Despite the fact he now had the weapon, he was still too drunk on his victory to do little more than continue to attack with that same cable. However, though the first attack might have caught his opponent off guard, the second was easily evaded, and as Skipper went for a third attack Kowalski grabbed a spanner left behind by one of the workmen and held it up so the second strike knotted the whip around it, tugging it so that it was snatched from Skipper's hand.
But Skipper hadn't been beaten yet. He used the force of the counter, throwing it all into the punch that came forward with the cables rebound. However, at the last minute his opponent stepped out of the way, and Skipper found himself thrown over the low railing and off the catwalk.
"Good recovery, Private," Kowalski complemented genuinely, "But you left yourself open," As the gun was snatched from Skipper's hand his only grip on the railing was lost and he instinctively grabbed one of the many ropes hanging from the scaffolding to prevent a painful fall. He felt the knot securing it to the belaying pin release, and he was lowered down to the ground.
"Alright, Rico, Skipper's clear!" Skipper heard his lieutenant shout, and a few seconds later, by either luck or skill, Kowalski was narrowly avoiding being shot.
"What was it you were saying about leaving yourself open?" Skipper taunted. He released the rope, though a satisfied look on Kowalski's part immediately told him he probably shouldn't have done. The rope swiftly disappeared up into the darkness, at the same time one of the sets on the other end of the rope hit the stage. There was a cry of pain he recognised as his private's as it landed on the boy's hand.

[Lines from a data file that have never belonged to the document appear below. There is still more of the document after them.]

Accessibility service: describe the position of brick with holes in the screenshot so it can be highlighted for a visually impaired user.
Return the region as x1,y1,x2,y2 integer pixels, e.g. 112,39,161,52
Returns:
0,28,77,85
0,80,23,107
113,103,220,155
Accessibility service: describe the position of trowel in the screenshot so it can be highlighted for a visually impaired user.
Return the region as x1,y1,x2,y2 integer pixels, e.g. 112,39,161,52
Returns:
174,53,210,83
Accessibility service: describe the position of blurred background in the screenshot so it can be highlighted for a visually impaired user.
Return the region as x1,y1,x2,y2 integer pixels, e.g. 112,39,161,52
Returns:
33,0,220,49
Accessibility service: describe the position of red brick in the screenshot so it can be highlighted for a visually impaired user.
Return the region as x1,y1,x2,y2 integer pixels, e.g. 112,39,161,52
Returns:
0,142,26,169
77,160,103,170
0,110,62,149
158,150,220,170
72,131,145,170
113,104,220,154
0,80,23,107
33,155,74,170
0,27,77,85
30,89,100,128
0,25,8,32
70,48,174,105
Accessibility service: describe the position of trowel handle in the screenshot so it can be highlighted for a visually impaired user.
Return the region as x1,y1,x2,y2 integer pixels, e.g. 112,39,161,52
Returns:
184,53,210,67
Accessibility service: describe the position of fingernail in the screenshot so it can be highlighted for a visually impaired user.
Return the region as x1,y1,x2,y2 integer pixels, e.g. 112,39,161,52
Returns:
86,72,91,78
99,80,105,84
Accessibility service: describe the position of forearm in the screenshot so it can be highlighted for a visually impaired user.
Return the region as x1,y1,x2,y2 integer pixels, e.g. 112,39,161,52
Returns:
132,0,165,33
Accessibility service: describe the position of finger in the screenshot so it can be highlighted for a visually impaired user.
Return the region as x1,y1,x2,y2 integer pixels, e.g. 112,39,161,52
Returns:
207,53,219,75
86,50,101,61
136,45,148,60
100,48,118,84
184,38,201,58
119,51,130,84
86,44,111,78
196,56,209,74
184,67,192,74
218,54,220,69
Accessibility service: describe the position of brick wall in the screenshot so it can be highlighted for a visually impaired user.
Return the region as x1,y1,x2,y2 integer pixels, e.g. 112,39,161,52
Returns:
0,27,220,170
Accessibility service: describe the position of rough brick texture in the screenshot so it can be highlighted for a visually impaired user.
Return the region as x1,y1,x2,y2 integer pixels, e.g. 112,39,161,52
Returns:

"Indeed, Private, you've blocked your own cavalry," Kowalski commented as he grabbed a rope parallel to Skipper. The moment his feet touched the ground, Skipper was on the attack, however as his crippling strike was blocked, he was suddenly afraid. Though nothing was said, something had changed as was proven when instead of waiting for another attack, Kowalski instead twisted his injured arm painfully behind his back, and Skipper felt several stitches reopen. Skipper tried to react but a kick to the back of the leg brought him to his knees.

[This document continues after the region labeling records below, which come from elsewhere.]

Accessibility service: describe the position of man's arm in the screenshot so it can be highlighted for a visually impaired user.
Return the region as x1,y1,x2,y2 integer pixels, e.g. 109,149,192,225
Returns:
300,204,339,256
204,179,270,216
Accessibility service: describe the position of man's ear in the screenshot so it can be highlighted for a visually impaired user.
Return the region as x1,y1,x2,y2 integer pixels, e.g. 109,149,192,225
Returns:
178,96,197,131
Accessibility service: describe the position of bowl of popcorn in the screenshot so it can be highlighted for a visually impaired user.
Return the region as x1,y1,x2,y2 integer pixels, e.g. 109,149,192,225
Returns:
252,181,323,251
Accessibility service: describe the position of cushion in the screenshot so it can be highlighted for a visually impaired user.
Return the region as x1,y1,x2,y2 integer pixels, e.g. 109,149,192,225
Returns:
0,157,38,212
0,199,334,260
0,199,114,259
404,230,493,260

Barely a second later, Skipper was on the ground, listening as the clip taken from his pocket was loaded into the gun.
"Skippah?!" Private shouted as the team charged onto the stage having freed Private's hand.
"He's good," Rico muttered under his breath as he stared at the empty stage before him. Kowalski, the team's Kowalski of course, was already on the other side of the stage.
"There was only one way they could have gone out," He barked, "We'll cut them off." However the slight red smear left on the stage shook his confidence.